Кроме того, в мире происходил колоссальный взрыв нерегулируемого капитала. В 1971 году Никсон покончил с Бреттон-Вудской системой, что привело к валютному разрегулированию. Это и ряд других перемен привели к резкому увеличению количества нерегулируемого капитала во всем мире и ускорили так называемую глобализацию, или интернационализацию, экономики.
Нарастает перенос рабочих мест туда, где население подвергается репрессиям и получает низкие зарплаты, что уменьшает возможности роста производительности у нас дома. Зато растут прибыли корпораций. Этого гораздо проще добиться при свободном перетекании капитала благодаря прогрессу в области телекоммуникаций и пр.
У глобализации два важных последствия. В индустриальные страны переносится модель третьего мира. В третьем мире у общества два уровня: на одном сосредоточены избыточные богатства и привилегии, на другом — нищета и отчаяние, все больше отхватывающие ненужное, избыточное население.
Такое разделение углубляется политикой под диктовку Запада. Он навязывает неолиберальную систему «свободного рынка», направляющую ресурсы к богачам и иностранным инвесторам. Предполагается, что кое-что каким-то чудом просочится и вниз, но не скоро, после Второго пришествия.
Подобные процессы происходят по всему индустриальному миру, но больше всего это поражает в трех англоговорящих странах. В 1980-х годах тэтчеровская Англия, рейгановские США и лейбористская Австралия стали воплощать у себя дома те доктрины, которые они проповедовали в третьем мире.
Разумеется, до конца они в этом деле никогда бы не дошли: это слишком навредило бы богачам.
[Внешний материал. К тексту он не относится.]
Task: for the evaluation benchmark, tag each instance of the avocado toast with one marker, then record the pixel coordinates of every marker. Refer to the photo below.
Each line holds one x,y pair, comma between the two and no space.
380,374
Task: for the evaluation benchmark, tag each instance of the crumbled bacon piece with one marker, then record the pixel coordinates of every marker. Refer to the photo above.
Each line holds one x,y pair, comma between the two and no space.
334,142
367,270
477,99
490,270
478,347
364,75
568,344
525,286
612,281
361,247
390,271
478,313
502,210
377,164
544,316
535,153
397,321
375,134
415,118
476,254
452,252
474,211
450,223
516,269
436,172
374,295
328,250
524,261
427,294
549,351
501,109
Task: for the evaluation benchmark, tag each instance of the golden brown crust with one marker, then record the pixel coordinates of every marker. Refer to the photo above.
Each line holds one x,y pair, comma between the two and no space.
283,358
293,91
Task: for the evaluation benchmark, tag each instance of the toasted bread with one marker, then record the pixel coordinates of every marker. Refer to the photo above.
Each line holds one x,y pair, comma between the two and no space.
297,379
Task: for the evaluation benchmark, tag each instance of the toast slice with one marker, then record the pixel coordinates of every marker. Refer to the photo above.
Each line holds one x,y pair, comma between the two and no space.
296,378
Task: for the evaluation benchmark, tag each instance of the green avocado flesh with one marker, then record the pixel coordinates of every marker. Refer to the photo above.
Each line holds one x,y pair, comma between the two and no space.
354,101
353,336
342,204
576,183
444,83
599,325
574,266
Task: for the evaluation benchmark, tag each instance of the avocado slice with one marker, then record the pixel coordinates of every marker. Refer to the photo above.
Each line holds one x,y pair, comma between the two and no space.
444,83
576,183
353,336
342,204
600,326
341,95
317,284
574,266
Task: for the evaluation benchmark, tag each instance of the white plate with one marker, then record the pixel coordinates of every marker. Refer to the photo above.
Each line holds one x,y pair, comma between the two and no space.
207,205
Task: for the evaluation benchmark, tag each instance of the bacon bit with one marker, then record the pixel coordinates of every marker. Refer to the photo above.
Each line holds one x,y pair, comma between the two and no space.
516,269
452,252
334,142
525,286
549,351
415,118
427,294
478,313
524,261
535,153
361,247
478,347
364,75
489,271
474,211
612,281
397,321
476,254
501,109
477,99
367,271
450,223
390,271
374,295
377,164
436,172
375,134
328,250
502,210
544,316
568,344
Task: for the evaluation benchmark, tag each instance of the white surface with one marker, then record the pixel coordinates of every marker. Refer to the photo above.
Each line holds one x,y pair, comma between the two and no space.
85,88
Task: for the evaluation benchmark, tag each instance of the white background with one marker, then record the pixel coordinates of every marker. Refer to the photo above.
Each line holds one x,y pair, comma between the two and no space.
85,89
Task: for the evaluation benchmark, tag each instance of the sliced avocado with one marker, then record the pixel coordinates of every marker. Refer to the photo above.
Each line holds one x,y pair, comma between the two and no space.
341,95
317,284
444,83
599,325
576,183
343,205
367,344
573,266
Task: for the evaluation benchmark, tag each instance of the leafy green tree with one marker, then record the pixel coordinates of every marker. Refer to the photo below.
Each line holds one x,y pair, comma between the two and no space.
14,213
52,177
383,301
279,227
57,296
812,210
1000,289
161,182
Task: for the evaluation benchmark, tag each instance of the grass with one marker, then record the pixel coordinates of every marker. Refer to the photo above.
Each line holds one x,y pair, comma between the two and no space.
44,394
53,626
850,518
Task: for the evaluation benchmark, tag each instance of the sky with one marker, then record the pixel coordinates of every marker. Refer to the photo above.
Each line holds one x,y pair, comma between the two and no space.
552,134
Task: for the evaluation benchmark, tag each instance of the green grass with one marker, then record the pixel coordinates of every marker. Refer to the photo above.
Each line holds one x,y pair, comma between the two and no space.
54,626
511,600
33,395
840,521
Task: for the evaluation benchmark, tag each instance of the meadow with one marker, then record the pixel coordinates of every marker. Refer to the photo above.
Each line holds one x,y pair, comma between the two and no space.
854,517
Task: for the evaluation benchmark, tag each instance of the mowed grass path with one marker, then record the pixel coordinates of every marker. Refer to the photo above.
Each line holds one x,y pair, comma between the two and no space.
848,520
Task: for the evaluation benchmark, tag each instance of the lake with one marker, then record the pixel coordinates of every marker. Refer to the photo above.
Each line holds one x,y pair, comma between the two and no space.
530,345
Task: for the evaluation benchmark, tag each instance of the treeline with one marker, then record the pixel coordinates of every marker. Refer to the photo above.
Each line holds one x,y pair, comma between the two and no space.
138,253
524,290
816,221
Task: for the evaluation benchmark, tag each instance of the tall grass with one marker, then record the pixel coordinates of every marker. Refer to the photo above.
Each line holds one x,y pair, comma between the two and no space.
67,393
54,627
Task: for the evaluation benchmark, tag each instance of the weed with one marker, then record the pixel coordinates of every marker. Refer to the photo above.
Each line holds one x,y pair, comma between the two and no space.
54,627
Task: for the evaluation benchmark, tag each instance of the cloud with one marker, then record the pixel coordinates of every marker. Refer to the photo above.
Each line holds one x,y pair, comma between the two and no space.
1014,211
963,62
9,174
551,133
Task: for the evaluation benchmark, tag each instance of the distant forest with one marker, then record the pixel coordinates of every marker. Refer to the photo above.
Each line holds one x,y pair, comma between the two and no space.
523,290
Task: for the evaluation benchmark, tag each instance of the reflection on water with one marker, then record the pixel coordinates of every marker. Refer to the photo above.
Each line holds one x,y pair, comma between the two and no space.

Но они заигрывали с самой идеей, заставляя страдать большую часть населения.
Возьмем для примера пресловутый Южный Централ Лос-Анджелеса. Когда-то там работали фабрики. Их перевели в Восточную Европу, Мексику, Индонезию — туда, где можно было оторвать от земли крестьянок. Богачам от этого стало только лучше, им и в третьем мире неплохо живется.
Второе последствие, тоже важное, связано со структурами управления. На протяжении истории они группируются вокруг иных форм власти — в современном мире в основном вокруг власти в экономике. Есть национальная экономика — есть и национальные государства. А теперь, в эпоху интернациональной экономики, происходит переход к интернациональному государству, а это в конечном счете означает интернациональную исполнительную власть.
Бизнес-пресса пишет о становлении «нового имперского века» с «фактическим мировым правительством». У него появляются собственные институты, такие как Международный валютный фонд (МВФ) и Всемирный банк, торговые организации, такие как Североамериканское соглашение о свободной торговле НАФТА и Генеральное соглашение о тарифах и торговле ГАТТ (подробнее об обеих ниже), совещания управляющих, такие как «большая семерка» (Джи-7) богатейших индустриальных стран — США, Канады, Японии, Германии, Британии, Франции и Италии, регулярно собирающаяся для обсуждения экономической политики, и бюрократия ЕЭС.
Понятно, что вся эта структура принятия решений действует, по сути, в интересах транснациональных корпораций, международных банков и др. Одновременно это сокрушительный удар по демократии. Все эти структуры передают принятие решений на управленческий уровень, создавая так называемый «дефицит демократии» — лишенные влияния парламенты и население.
Но это еще далеко не все. Само население не только не знает, что происходит, но и не догадывается о своем неведении. Это приводит, в частности, к отчуждению от институтов власти. Люди чувствуют, что им уже ничего не поможет.
И они правы. Они ведь даже не знают, что происходит на этом удаленном, засекреченном уровне принятия решений. Это настоящий успех в достижении долговременной задачи выхолащивания смысла формальных демократических структур.